CAMERA WORK is thrilled to present an exhibition of phptographs by Lillian Bassman: More than 50 pieces of her ouvre are shown for the first time in this form in Germany since her demise in 2012.

Bassman´s impact on fashion photography as we see and know it cannot be underestimated:

Even her course of career is exceptional:

Born in 1917 in Brooklyn, Lillian Bassman worked as an artist's model, a textile designer, and a fashion illustrator before joining Harper's Bazaar in 1941. She lived and worked in New York until her death in 2012. Solo exhibitions of her photographs have been presented in London, Los Angeles, Madrid, Munich, New York, and Paris. In 1996, Bassman received the Agfa Life Time Achievement Award and the Art Directors Club Award.

A seminal figure in the history of fashion photography, Lillian Bassman's photographs appeared on the pages of Harper's Bazaar from the late 1940s through the 1960s. She trained and worked under famed art director Alexey Brodovitch, eventually becoming art director of Junior Bazaar in 1945, until the magazine's closure in 1948. While working as art director, Bassman regularly hired photographers such as Richard Avedon, Arnold Newman, and Robert Frank. By 1946, Bassman began taking her own photographs and swiftly transitioned from art director to fashion photographer. Her first photograph was published in Bazaar in 1947 and her first editorial story in 1948.

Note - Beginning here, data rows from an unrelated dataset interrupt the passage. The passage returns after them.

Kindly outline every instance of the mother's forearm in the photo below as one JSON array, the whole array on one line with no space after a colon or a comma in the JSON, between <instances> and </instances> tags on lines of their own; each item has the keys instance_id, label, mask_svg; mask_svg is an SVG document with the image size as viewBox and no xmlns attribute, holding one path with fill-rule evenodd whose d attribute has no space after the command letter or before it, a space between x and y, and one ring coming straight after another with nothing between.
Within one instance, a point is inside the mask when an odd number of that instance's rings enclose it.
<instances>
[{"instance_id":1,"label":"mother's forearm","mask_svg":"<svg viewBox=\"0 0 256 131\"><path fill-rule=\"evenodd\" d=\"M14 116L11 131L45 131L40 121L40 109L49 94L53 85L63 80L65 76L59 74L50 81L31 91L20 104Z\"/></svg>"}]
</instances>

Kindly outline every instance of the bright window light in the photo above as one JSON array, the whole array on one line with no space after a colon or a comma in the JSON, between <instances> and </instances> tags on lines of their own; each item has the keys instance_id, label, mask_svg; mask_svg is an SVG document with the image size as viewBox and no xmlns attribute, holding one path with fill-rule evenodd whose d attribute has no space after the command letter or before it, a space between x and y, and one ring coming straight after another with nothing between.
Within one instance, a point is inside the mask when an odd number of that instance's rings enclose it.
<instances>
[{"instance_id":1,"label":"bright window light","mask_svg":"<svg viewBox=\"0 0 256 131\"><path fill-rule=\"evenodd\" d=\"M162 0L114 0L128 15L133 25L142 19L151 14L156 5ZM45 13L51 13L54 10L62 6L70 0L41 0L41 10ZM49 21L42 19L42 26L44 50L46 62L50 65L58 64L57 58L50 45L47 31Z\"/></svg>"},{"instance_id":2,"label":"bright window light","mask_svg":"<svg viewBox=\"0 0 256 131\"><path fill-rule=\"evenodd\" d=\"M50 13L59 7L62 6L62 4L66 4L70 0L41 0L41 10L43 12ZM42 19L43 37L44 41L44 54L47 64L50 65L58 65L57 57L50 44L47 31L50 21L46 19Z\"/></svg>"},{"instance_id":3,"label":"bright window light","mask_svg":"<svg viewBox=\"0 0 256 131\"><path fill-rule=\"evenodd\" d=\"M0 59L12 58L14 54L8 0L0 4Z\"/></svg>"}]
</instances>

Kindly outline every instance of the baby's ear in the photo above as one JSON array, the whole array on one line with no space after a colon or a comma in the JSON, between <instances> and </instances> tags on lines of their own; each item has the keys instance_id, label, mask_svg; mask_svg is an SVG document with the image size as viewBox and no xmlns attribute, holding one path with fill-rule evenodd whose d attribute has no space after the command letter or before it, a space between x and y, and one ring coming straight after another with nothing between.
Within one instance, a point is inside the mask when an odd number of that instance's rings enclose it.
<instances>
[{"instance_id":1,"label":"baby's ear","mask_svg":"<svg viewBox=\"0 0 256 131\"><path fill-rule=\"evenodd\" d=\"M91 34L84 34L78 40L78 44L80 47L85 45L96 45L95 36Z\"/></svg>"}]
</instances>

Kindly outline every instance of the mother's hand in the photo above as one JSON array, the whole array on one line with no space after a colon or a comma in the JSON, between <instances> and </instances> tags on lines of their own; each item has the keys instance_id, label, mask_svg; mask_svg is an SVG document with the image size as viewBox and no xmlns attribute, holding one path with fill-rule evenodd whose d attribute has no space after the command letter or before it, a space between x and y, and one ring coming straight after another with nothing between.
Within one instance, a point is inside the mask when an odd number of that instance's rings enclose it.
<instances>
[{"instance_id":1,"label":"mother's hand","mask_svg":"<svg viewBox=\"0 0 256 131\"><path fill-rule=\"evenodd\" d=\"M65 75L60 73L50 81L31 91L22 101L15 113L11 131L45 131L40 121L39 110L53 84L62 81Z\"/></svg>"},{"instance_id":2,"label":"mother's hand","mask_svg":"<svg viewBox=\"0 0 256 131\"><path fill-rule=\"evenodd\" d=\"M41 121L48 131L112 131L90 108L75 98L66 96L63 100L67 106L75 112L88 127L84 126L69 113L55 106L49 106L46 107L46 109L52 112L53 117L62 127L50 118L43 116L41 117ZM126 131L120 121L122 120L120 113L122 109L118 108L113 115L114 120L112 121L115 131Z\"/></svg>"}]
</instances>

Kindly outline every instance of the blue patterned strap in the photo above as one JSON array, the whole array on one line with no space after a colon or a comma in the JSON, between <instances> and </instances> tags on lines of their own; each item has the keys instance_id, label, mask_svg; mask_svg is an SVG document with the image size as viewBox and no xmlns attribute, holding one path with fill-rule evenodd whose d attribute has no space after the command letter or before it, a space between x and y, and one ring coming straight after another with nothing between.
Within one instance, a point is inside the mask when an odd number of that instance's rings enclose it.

Her style is one-of-a-kind: Known for blurred silhouettes, exaggerated gestures, and unusual compositions, Bassman's photographs illustrate the mystery and glamour of the modern woman. Transforming her images with bleaching and toning techniques in the darkroom, she introduced a new aesthetic and revolutionized fashion photography. "I tried to make my pictures soft and flowing," Bassman explained, "I was never interested in the straight print."

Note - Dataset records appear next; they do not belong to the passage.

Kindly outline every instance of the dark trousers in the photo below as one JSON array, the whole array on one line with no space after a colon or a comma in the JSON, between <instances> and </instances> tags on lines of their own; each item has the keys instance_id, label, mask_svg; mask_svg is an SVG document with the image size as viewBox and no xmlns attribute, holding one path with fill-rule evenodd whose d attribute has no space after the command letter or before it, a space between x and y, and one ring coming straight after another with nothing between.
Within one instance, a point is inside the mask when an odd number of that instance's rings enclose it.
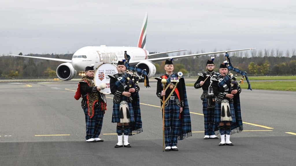
<instances>
[{"instance_id":1,"label":"dark trousers","mask_svg":"<svg viewBox=\"0 0 296 166\"><path fill-rule=\"evenodd\" d=\"M207 108L207 99L202 100L202 113L205 119L205 135L211 135L215 134L214 118L215 114L215 108Z\"/></svg>"},{"instance_id":2,"label":"dark trousers","mask_svg":"<svg viewBox=\"0 0 296 166\"><path fill-rule=\"evenodd\" d=\"M94 116L91 118L89 116L88 110L87 107L83 110L85 115L86 133L85 138L86 140L99 137L102 129L103 118L104 117L104 112L101 110L101 107L94 109Z\"/></svg>"},{"instance_id":3,"label":"dark trousers","mask_svg":"<svg viewBox=\"0 0 296 166\"><path fill-rule=\"evenodd\" d=\"M165 143L166 147L176 146L180 126L180 108L176 100L168 100L165 108Z\"/></svg>"}]
</instances>

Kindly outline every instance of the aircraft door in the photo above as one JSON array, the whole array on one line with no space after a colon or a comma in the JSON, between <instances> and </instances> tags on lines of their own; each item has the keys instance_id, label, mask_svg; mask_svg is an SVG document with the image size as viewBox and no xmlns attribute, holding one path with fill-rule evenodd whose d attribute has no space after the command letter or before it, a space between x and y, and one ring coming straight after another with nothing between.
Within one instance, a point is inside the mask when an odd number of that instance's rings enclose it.
<instances>
[{"instance_id":1,"label":"aircraft door","mask_svg":"<svg viewBox=\"0 0 296 166\"><path fill-rule=\"evenodd\" d=\"M96 63L99 63L99 55L98 53L94 53L94 56L95 57L95 62Z\"/></svg>"}]
</instances>

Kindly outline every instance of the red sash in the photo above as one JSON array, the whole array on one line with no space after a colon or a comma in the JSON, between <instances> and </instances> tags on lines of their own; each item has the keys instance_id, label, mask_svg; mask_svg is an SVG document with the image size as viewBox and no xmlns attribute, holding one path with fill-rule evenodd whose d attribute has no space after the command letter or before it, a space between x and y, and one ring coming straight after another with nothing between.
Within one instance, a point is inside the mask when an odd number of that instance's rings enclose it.
<instances>
[{"instance_id":1,"label":"red sash","mask_svg":"<svg viewBox=\"0 0 296 166\"><path fill-rule=\"evenodd\" d=\"M168 77L167 77L165 75L164 75L163 78L164 78L165 79L168 79ZM175 88L175 90L174 91L176 93L176 95L178 97L178 98L179 99L179 100L180 100L180 95L179 94L179 91L178 90L178 89L177 89L177 87Z\"/></svg>"}]
</instances>

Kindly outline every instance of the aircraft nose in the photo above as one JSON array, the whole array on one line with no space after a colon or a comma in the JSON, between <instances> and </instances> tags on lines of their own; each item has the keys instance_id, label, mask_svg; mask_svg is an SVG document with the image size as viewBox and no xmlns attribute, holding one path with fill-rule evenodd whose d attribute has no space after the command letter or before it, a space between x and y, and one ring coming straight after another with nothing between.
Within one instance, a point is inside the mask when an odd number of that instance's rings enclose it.
<instances>
[{"instance_id":1,"label":"aircraft nose","mask_svg":"<svg viewBox=\"0 0 296 166\"><path fill-rule=\"evenodd\" d=\"M81 69L81 61L79 60L79 58L72 58L72 65L76 71L81 71L83 70L83 69Z\"/></svg>"}]
</instances>

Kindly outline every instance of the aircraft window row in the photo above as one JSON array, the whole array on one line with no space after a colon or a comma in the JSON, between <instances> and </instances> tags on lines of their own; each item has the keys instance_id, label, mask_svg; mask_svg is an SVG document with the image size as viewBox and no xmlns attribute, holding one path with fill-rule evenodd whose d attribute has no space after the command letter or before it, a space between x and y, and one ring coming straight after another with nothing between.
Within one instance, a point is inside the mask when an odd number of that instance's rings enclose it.
<instances>
[{"instance_id":1,"label":"aircraft window row","mask_svg":"<svg viewBox=\"0 0 296 166\"><path fill-rule=\"evenodd\" d=\"M86 55L74 55L73 56L73 58L87 58Z\"/></svg>"}]
</instances>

And then the turning point: In the early 1970s, after decades as a successful fashion photographer, she became disillusioned by the state of the commercial world of fashion photography. Bassman stopped taking assignments, left the industry and even destroyed most of her negatives and prints. Fortunately, an assistant had stored a collection of negatives of Bassman’s brilliant early work in her Upper East Side carriage house were they remained hidden for twenty years. They were found in the 1990s by a friend who suggested that Bassman look at the images again. She did, and began reinterpreting them, using the darkroom and later the computer, to change the original framing, accentuate contrast and image softness, and retouch the background. These singular works led to a renewed interest in her photography among editors, curators, and collectors

Her images have been reproduced in multiple monographs including Lillian Bassman: Lingerie (2012), Lillian Bassman:Women (2009), and Bassman and Himmel, which accompanied a major retrospective at Haus der Photographie Deichtorhallen Hamburg in 2009. Bassman's photographs are held in major public and private collections worldwide.